Neil Travis - Oct 16, 2017

The mid-October sky was gun metal gray with scudding dark clouds hiding the surrounding mountain peaks already white with the first snows of the approaching winter. The gusting winds sent leaves cascading from the cottonwoods along the river bottoms; like flocks of colorful birds driven before the cold blast of winter. In the tail-out flats of the Yellowstone River brown trout were digging redds preparing to launch a new generation and eager rainbows were lurking nearby hoping to snag a few eggs that might drift away in the current.

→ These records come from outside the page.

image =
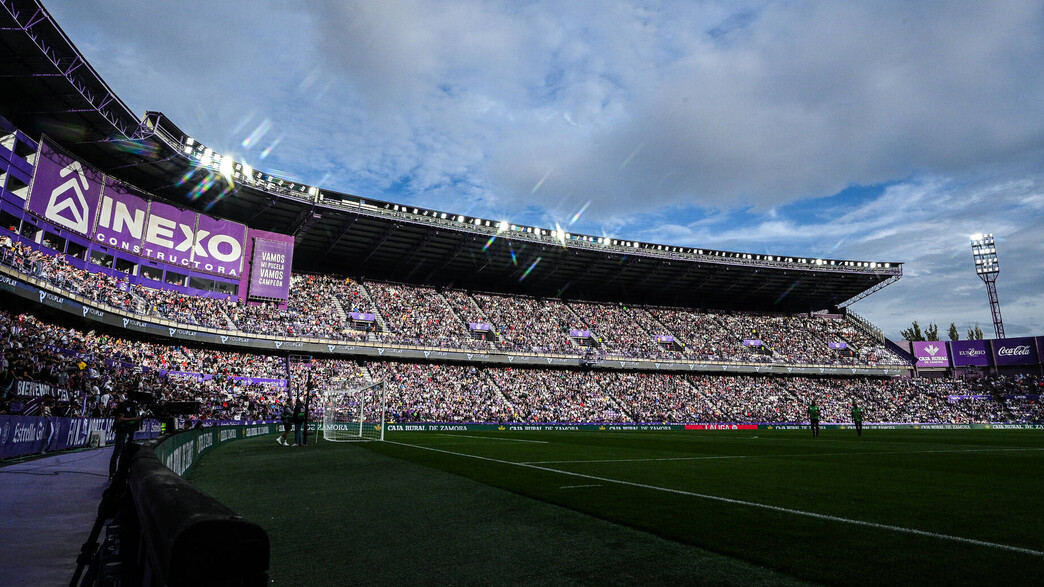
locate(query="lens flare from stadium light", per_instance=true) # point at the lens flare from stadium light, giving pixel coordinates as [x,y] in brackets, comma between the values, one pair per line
[268,148]
[542,180]
[227,168]
[257,134]
[528,271]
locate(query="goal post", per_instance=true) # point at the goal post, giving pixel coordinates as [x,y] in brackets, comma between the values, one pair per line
[355,414]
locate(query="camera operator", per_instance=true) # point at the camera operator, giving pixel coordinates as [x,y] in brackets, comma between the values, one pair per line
[127,420]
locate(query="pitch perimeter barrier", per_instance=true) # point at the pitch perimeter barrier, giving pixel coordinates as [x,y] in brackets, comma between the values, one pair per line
[31,435]
[170,533]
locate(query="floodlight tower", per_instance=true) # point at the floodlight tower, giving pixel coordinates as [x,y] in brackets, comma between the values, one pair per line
[985,252]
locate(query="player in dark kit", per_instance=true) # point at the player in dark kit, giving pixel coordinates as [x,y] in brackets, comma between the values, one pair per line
[813,418]
[857,418]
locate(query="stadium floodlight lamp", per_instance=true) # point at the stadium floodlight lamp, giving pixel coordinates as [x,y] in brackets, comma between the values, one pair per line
[227,168]
[988,267]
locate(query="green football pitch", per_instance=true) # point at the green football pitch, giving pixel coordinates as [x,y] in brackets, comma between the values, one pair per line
[767,507]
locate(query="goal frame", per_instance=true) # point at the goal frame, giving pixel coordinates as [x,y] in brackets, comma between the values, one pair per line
[361,392]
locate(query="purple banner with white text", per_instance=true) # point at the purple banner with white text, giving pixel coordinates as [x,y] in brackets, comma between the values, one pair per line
[169,234]
[31,435]
[931,354]
[1014,351]
[969,353]
[270,268]
[65,191]
[219,247]
[121,218]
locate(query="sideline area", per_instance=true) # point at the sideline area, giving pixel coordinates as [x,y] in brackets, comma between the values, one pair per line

Two anglers sat in a pickup truck clutching streaming cups of coffee, watching the water on one of the spring creeks that flow into the Yellowstone south of Livingston. The surface of the water reflected back the color of the sky; the surface a cold gray, unbroken except for the upwelling currents of hidden weed beds. The gusting wind riffled the surface but between the gusts tiny shapes began to appear. Dark grayish wings, like tiny sails raised before the wind, marked the beginning of a hatch of tiny fall Baetis. A shaft of sunlight broke through the overcast and the flurry of tiny flies paused but returned with increasing vigor when the clouds once again overwhelmed the weak late autumn sun. Now the surface of the water was broken by the noses of trout rising to intercept the tiny mayflies as they drifted helplessly; pushed and driven by the gusty winds. A cold rain, driven by the gusty winds greeted the anglers as they exited the warm cab of the truck. Bodies sheathed from the biting winds and spitting rain by layers of wool and neoprene they set forth to challenge the wind and the rain in pursuit of the rising trout.

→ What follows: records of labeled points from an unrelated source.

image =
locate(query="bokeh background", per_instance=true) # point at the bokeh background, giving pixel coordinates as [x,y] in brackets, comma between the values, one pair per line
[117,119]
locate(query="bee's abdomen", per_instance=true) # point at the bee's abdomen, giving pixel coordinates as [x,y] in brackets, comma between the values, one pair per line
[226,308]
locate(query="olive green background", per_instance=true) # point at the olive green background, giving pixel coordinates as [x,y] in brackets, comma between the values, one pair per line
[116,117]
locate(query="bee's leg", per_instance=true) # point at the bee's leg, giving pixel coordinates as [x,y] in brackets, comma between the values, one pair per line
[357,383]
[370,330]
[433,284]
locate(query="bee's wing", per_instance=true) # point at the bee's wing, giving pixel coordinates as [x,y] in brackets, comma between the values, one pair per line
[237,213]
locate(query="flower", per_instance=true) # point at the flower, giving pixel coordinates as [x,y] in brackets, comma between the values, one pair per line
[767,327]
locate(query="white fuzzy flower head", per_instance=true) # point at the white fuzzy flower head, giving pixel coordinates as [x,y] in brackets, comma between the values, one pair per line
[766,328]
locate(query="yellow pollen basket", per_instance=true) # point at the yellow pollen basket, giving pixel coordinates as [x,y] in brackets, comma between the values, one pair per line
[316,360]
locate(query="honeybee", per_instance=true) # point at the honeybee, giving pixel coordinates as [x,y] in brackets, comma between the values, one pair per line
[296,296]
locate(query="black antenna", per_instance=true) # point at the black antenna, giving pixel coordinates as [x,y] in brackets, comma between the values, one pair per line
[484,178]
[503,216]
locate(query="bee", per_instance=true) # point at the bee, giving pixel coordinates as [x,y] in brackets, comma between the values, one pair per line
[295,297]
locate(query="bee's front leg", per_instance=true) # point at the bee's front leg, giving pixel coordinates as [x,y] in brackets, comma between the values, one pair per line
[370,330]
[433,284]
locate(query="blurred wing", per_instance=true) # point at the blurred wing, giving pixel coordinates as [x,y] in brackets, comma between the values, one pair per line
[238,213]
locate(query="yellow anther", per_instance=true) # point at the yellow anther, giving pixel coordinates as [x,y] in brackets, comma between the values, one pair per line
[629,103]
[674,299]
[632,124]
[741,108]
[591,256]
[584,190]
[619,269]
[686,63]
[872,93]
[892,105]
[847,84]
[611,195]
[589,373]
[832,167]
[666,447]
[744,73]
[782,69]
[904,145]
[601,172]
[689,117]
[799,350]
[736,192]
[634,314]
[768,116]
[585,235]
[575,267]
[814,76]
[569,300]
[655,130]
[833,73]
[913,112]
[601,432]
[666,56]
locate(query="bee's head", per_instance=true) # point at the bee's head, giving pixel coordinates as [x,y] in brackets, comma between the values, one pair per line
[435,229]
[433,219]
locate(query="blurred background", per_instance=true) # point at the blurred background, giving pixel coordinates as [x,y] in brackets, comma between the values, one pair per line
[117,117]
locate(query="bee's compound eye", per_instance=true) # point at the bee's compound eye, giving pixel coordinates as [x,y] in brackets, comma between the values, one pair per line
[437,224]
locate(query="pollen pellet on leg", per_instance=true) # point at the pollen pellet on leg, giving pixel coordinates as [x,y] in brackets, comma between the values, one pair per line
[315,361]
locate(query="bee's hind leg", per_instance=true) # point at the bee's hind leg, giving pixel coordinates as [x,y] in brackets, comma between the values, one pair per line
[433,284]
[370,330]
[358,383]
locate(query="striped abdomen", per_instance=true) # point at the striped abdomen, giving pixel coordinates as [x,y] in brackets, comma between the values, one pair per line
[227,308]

The spitting rain quickly turned to a cold wet snow carpeting the golden streamside grass with a blanket of pristine white. Soon wind and the snow drove the anglers back to the warm cab of the truck, exposed hands and faces raw from the cold wet snow, but not before they had hooked several nice trout.

Overnight the snow continued to fall and by morning the valley was carpeted with several inches of white. Like the seasons, the boys of fall would await the coming of another spring and the hopeful promise of another year.